EDITORIAL: So now the Vatican isn’t only hypocritical, insensitive and complicitous: Pope Ratzo and his band of brothers have become arrogant, declaring the “attempted ordination” of women one of the gravest crimes ever, putting it in the same category with … believe it or not … pedophilia.
Under their dictate, issued to bishops worldwide, both the women who agree to an ordination ceremony and the priests who conduct them would suffer the Church’s most severe penalty: excommunication.
Excuse me if the Vatican’s promise of “rigor and transparency” in addressing sex abuse within its ranks comes off like one of the Three Biggest Lies (and you know which one I’m talking about).
At the very moment in history when it should be fighting the crime of the millenium — namely: its own protection of rapists and molesters over the children whose lives they ruin — the Church is condemning women who want to do God’s work, while reinforcing the male prerogative.
Where’s the zero-tolerance declaration? Where’s the excommunication for the “pedofathers“? Or for the bishops who’ve hidden the crimes under their vestments?Jerry DeMarco Publisher/Editor
Ratzinger (Sorry: Pope Benedict XVI) had a golden opportunity to rally the faithful and maybe even do the unthinkable — win some new followers — at a time when the Catholic Church’s ranks (not to mention its revenues) are falling faster than an angel without wings.

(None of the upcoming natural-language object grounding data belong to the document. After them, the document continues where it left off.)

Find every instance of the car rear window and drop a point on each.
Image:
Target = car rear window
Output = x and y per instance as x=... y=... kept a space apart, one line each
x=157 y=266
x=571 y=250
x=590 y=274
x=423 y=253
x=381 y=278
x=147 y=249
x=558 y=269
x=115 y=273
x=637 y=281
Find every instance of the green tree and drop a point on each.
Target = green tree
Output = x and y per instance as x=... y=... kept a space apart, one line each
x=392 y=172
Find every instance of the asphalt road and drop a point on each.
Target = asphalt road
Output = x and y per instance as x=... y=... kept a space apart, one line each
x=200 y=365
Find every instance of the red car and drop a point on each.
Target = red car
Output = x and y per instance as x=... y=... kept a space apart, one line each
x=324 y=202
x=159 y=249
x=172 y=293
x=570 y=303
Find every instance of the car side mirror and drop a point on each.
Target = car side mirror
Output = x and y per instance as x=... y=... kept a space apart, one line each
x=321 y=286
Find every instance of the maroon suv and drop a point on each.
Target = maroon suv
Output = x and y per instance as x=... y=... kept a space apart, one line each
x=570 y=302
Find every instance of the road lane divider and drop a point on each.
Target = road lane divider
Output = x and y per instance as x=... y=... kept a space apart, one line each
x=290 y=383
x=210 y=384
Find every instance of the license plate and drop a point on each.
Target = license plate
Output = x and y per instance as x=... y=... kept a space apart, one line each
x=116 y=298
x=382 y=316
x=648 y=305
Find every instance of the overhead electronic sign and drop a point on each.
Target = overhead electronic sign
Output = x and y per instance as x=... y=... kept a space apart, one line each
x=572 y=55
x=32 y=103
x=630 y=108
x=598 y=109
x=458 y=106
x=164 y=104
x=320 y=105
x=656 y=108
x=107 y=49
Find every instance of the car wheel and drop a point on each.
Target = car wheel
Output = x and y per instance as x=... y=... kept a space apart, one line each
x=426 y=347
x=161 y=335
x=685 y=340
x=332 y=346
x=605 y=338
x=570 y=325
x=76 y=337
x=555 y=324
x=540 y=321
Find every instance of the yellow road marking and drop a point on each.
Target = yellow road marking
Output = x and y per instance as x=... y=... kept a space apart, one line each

All Papa needed do was declare “Abbastanza!” or “Ich hatte genug!” He could have pursued the accused pedophiles and handed them over to the local authorities in each country.
“THIS is what we do,” he could have said, warning any cleric who even thought about venturing into man-boy love to forget it.

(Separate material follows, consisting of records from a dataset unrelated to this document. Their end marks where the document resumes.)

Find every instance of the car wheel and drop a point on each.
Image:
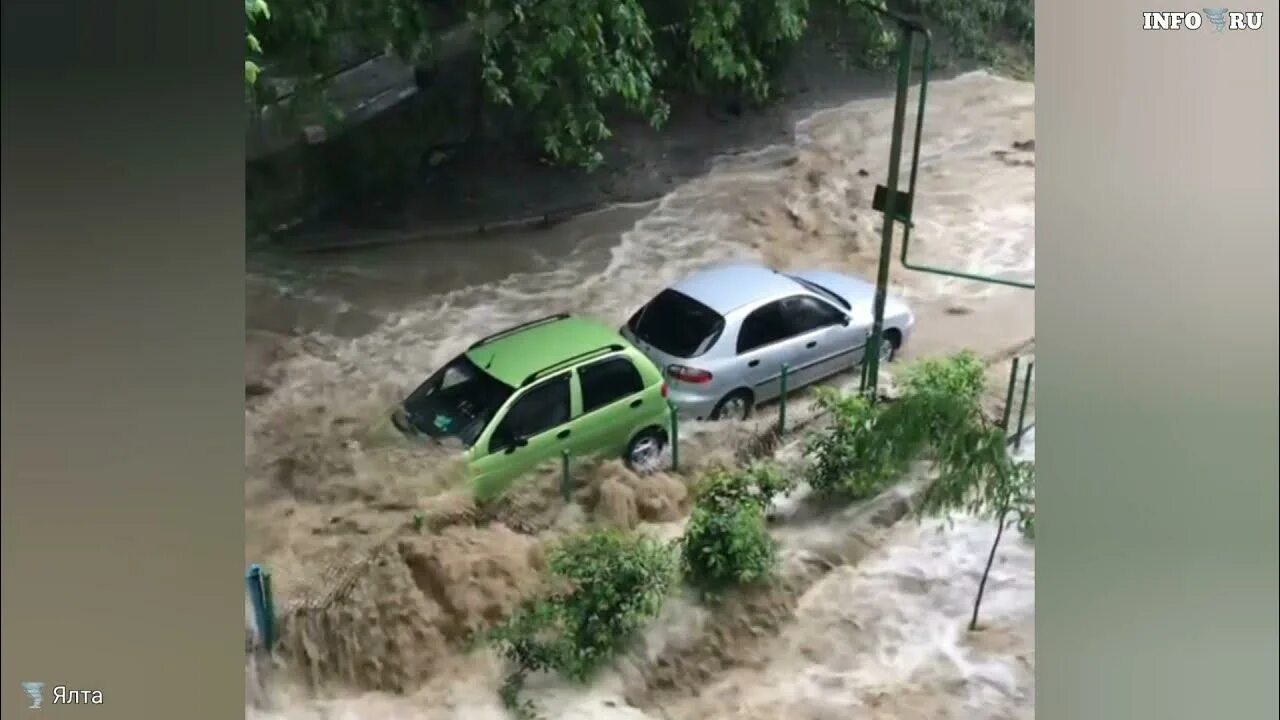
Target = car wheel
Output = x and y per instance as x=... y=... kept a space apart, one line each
x=734 y=406
x=890 y=342
x=644 y=451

Ratzo could have stopped the scandal in its disgusting tracks. He could have stirred faith, the bedrock of all religion. The Catholic Church could have been, if you’ll excuse the expression, born again.
But no: He went medieval.
For good measure, there was this past week’s declaration that the Church would sooner sell crack than let women be priests.
Think about it: Even if the Pope privately considered it a gimmick, allowing women to become priests would have been a deliberate, definitive step toward cleaning up the Vatican’s act.

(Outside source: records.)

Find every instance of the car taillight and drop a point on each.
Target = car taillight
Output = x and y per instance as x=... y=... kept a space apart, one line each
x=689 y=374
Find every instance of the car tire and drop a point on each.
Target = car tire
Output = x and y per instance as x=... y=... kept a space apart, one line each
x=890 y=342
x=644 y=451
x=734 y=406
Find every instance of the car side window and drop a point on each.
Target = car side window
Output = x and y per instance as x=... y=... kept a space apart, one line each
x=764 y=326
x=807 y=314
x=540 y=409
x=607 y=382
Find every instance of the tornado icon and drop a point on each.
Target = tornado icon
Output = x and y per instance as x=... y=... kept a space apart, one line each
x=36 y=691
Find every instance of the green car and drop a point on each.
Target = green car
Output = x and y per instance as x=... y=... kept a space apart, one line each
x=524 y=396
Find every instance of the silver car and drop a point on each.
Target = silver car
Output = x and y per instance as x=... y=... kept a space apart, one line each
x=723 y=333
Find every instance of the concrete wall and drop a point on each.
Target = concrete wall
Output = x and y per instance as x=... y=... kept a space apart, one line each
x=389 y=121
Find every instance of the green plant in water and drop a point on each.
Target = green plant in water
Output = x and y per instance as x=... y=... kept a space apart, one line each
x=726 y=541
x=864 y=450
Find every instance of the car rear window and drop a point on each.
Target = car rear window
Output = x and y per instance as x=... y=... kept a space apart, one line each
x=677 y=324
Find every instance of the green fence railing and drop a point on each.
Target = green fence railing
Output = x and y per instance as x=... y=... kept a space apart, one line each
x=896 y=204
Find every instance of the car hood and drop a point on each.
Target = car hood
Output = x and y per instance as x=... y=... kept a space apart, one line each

After all: From Day One, ordination was reserved for celibate men. But since many of them obviously can’t keep a simple vow, why not drop the misogyny and give women a chance to show how it’s done?
Maybe it’s time for good women and men to remove the artificial separation of church and state. Maybe our leaders need to start conducting their own investigations, without having to wait for the Church to deliver sinners to their court.
No one is immune to a subpoena in this country. Not even Ratzo himself.
Marci A. Hamilton, a professor of constitutional law at Yeshiva University, raises some excellent points:
“As the leader in the free world for human rights enforcement, the United States is uniquely positioned to enact authoritative measures, including having the State Department add the Holy See to its list of countries to be monitored for human rights abuses,” Hamilton wrote in a letter to The New York Times.
“Another promising path that the president and Congress should consider is amending the Mann Act, which outlaws the movement of people, including children, for purposes of illegal sex,” the professor write. “A section should be added to include prohibiting the movement of employees known or suspected to have sexually abused children.”
Give the justice system a crack at it, see what shakes out. Maybe more countries will do the same.
You could be sure if Jesus himself were alive today, there’d be hell to pay.